Thermostats and Heat Controllers
Thermostats such as the one listed here are always handy for keeping your an eye on the room temperature of your birds and can be set to turn heaters and coolers on and off.
HEPA Air Filtration Systems
The premium and super high end solution that will not only will control room temperature but will also filter the air and thus prevent bird dander and dust. The main drawback is that they are an expensive solution. The air purifier in the image above is available here.
Other Cooling Steps
Additionally, you may want to consider the following steps, as outlined at birdtricks.com, that will safely reduce your bird’s temperature.
- Move the bird to a cool quiet place in your home, away from sunlight and any sources of stress such as other family pets.

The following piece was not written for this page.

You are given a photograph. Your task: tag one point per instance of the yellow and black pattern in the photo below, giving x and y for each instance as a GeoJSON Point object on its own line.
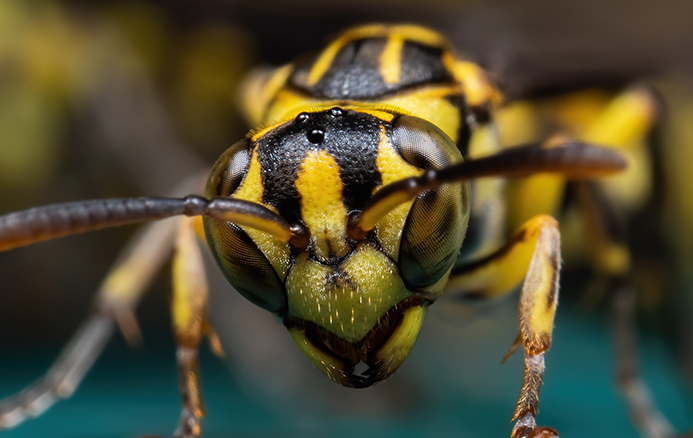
{"type": "Point", "coordinates": [315, 169]}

- Mist the bird with room temperature water until its skin is wet. This means soaking the feathers to have the water actually contact the skin.
- Have plenty of room-temperature water available for your bird to drink.
- Immerse the bird’s feet in water at room temperature water.
If these first-aid treatments do not return your bird to its normal state, contact your avian vet for further instructions. Time is of the essence when dealing with this problem, so you need to quickly attempt the first-aid treatments, and get your bird veterinary help if your efforts fail.